Paris is supposed to be the city of romance, croissants, and watching elite athletes grunt at each other across a clay court. What it is decidedly not supposed to be is a functioning outdoor oven. And yet, here we are.

According to reporting by Wired, the 2026 French Open has had to contend with a serious heat wave problem - one that goes well beyond 'bring a water bottle' territory. And the way scientists are measuring that problem has a name so ominous it sounds like a Bond villain's weapon of choice: the wet bulb globe temperature.

What on earth is a wet bulb globe temperature?

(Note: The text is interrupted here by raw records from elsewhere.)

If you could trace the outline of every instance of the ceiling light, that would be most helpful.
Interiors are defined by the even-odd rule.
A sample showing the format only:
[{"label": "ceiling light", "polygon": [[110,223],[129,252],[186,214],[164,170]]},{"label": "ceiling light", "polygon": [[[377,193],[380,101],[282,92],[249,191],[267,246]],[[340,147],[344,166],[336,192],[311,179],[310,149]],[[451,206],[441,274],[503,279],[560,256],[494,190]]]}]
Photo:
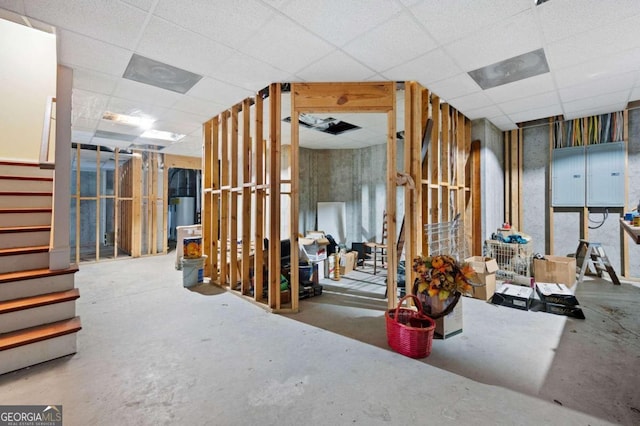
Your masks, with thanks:
[{"label": "ceiling light", "polygon": [[109,111],[105,111],[104,114],[102,114],[102,119],[113,121],[118,124],[126,124],[129,126],[139,127],[141,129],[150,128],[155,121],[152,118],[134,117],[132,115],[116,114],[115,112]]},{"label": "ceiling light", "polygon": [[[290,123],[291,117],[286,117],[282,121]],[[335,118],[319,118],[309,114],[300,114],[298,116],[298,123],[308,129],[317,130],[323,133],[329,133],[331,135],[340,135],[349,130],[360,129],[360,126],[347,123],[345,121],[337,120]]]},{"label": "ceiling light", "polygon": [[178,142],[180,139],[184,138],[185,136],[186,135],[183,135],[180,133],[171,133],[171,132],[165,132],[164,130],[155,130],[155,129],[149,129],[140,135],[141,138],[160,139],[160,140],[169,141],[169,142]]},{"label": "ceiling light", "polygon": [[469,71],[469,76],[486,90],[547,72],[549,65],[544,49],[538,49]]},{"label": "ceiling light", "polygon": [[187,93],[202,78],[201,75],[135,53],[122,77],[182,94]]}]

The wet bulb globe temperature (WBGT, for those who like their apocalyptic acronyms clean) is not your regular thermometer reading. It factors in temperature, humidity, wind speed, and solar radiation all at once. It's basically the 'feels like' temperature's more rigorous, PhD-holding sibling. When WBGT hits certain thresholds, it stops being an advisory and starts being a medical argument for why no human being should be sprinting around in direct sunlight.

Professional tennis, which already asks players to run a marathon's worth of steps across multiple hours in full outdoor conditions, suddenly looks a lot less glamorous when you frame it that way.

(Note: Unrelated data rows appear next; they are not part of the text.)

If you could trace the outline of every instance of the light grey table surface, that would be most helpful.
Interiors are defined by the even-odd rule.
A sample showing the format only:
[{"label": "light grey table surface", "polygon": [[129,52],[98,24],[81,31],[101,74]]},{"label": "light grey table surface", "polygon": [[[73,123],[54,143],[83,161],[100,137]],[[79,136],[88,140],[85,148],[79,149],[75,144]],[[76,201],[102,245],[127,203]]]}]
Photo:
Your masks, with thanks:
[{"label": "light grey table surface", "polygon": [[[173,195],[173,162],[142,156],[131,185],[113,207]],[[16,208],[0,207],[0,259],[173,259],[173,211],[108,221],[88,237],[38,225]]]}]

So how are the players actually coping?

The French Open organization has been navigating this carefully, with heat protocols in play to protect athletes from conditions that even a top-tier professional body wasn't really designed to handle. Players at Roland Garros have been dealing with scheduling adjustments, recovery periods, and the general indignity of melting in front of thousands of people and several television cameras.

It is, to put it mildly, a lot.

Why this matters beyond tennis

Here's the thing - the French Open heat problem isn't really a French Open problem. It's a preview. Major outdoor sporting events worldwide are quietly grappling with the reality that the climate conditions they were designed around are shifting, and that the WBGT is going to become a much more familiar concept in sports broadcasting, workplace safety guidelines, and everyday weather apps sooner than most people expect.

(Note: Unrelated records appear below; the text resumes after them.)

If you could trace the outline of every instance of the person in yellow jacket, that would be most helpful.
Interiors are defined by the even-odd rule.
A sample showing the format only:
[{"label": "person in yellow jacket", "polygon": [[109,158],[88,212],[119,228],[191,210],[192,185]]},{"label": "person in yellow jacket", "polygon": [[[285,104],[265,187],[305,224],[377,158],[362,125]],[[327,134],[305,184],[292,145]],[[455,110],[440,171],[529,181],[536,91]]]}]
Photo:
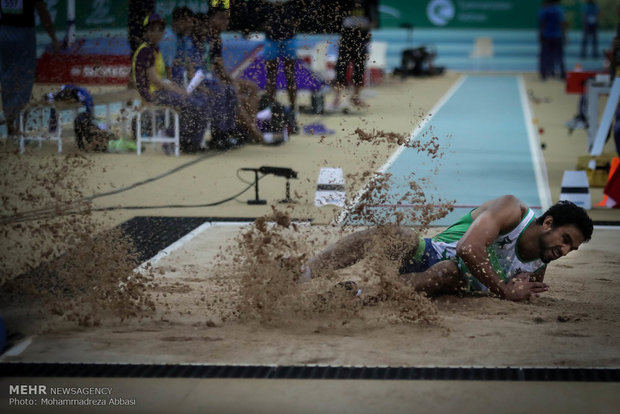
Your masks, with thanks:
[{"label": "person in yellow jacket", "polygon": [[147,102],[170,106],[179,113],[181,150],[196,152],[211,120],[212,105],[203,96],[190,95],[166,79],[166,66],[159,50],[165,21],[152,13],[144,19],[144,42],[132,57],[131,72],[140,96]]}]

The wet bulb globe temperature is already used by military and industrial safety bodies to decide when outdoor work is genuinely dangerous. The fact that we're now applying it to professional sports - in Europe, in June - is the kind of detail that should probably get more airtime than a third-set tie-break.

But hey, at least now you have a genuinely impressive thing to say at your next dinner party. Just casually drop 'wet bulb globe temperature' into conversation and watch the room reorganize itself around you.